In the Democratic Republic of the Congo (DRC), thousands of people live a long way from their nearest health facility. The Biasu Health Centre has decided to buck this trend by bringing health care to remote families. Twice a month, Thierry makes the journey to meet them with Léopold Dangbe, the head nurse at the health centre.
Before each visit, Thierry collects vaccines from a refrigerator installed by UNICEF at the health centre and transfers them to a cool box filled with ice packs. This box allows Thierry to maintain the cold chain, keeping the vaccines at the right temperature, even in the hottest places.
Today, Thierry and Léopold are in Ndayo, a village seven kilometres from the health centre. The distance might seem small, but there are no roads to the village. You have to follow tracks, walk through fields and take a canoe to cross the few kilometres separating the village from the health centre. Families in Ndayo are totally dependent on visits from Thierry and Léopold for their ongoing medical care.
In just a few hours, more than 150 children were vaccinated in the village.

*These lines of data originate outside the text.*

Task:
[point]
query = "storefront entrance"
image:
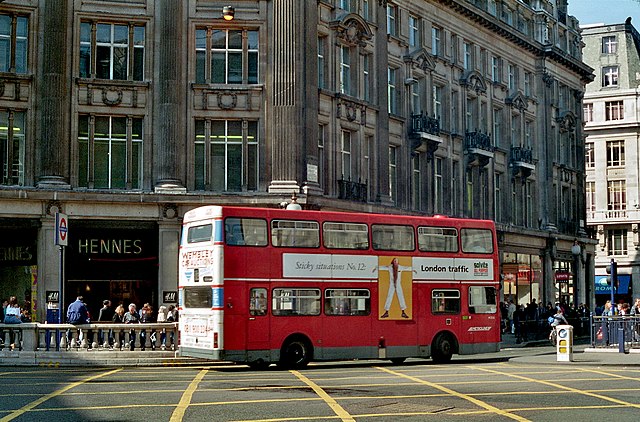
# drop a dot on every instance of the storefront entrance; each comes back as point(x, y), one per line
point(112, 260)
point(18, 262)
point(119, 292)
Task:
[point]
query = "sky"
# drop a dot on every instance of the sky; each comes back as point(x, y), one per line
point(605, 11)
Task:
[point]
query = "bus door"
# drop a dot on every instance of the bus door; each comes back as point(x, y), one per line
point(480, 320)
point(446, 309)
point(258, 327)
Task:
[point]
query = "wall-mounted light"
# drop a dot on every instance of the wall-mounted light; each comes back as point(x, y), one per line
point(228, 12)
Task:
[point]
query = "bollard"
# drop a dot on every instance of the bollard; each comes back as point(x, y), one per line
point(564, 346)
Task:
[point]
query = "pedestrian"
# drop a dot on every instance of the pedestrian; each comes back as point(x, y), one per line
point(5, 303)
point(557, 319)
point(118, 318)
point(511, 310)
point(161, 318)
point(12, 316)
point(147, 317)
point(105, 315)
point(77, 314)
point(132, 317)
point(172, 316)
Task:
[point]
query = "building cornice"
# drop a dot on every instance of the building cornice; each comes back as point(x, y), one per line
point(510, 34)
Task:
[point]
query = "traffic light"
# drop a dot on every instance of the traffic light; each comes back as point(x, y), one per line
point(612, 270)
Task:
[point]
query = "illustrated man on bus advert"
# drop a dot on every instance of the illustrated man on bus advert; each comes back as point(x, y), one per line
point(394, 286)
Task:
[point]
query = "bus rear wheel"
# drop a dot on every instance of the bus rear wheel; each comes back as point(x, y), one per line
point(442, 349)
point(295, 354)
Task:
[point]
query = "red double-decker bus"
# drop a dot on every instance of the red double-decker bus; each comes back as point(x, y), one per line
point(262, 286)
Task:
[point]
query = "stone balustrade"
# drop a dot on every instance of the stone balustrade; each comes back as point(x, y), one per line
point(88, 337)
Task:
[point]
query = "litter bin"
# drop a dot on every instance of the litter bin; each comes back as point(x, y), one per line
point(53, 315)
point(565, 343)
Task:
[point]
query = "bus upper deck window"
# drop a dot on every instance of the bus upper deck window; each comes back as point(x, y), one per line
point(245, 231)
point(295, 234)
point(392, 237)
point(437, 239)
point(345, 235)
point(477, 240)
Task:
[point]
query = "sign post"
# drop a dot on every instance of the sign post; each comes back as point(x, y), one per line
point(61, 236)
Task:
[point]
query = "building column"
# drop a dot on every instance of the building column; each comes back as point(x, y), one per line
point(169, 122)
point(53, 118)
point(168, 255)
point(285, 130)
point(381, 67)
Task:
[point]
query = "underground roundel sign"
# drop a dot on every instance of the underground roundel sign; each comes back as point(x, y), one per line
point(62, 229)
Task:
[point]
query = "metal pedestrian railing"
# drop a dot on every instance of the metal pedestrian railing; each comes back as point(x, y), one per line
point(615, 332)
point(88, 337)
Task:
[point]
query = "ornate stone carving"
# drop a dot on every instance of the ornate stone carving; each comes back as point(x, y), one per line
point(421, 59)
point(227, 100)
point(474, 80)
point(170, 211)
point(53, 207)
point(108, 99)
point(518, 101)
point(352, 30)
point(349, 110)
point(567, 121)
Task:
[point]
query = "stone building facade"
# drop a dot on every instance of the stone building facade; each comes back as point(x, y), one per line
point(612, 126)
point(124, 114)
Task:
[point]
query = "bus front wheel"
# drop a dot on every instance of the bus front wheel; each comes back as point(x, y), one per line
point(295, 354)
point(442, 349)
point(259, 365)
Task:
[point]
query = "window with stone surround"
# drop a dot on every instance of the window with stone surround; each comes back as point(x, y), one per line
point(226, 56)
point(226, 155)
point(14, 39)
point(112, 51)
point(12, 147)
point(110, 151)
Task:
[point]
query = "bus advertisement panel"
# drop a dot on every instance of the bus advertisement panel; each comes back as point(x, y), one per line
point(263, 286)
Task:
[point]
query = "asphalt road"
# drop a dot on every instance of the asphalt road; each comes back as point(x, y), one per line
point(487, 388)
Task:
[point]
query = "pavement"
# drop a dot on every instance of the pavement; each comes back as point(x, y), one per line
point(539, 352)
point(581, 354)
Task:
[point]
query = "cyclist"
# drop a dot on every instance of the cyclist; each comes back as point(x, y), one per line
point(556, 320)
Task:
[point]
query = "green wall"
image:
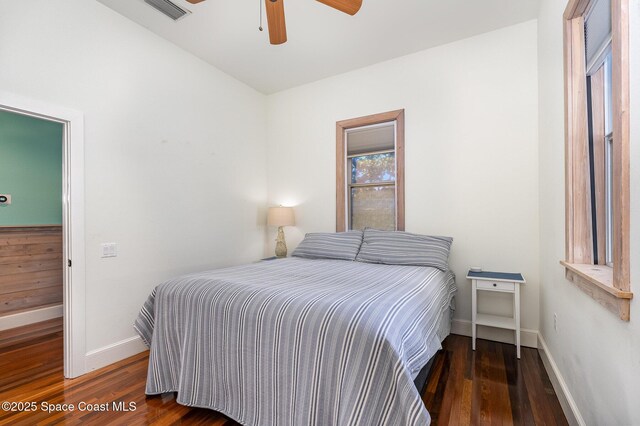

To make sure the cold chain is not broken when transporting vaccines, Thierry helps Leopold to administer them. He also explains to parents everything they need to know about vaccination and reminds them of essential practices to keep their family healthy.
More than 47 million doses of the different routine vaccinations were administered last year across the DRC. UNICEF supported the purchase of 85 million doses of vaccines to protect Congolese children from endemic diseases and localized epidemics.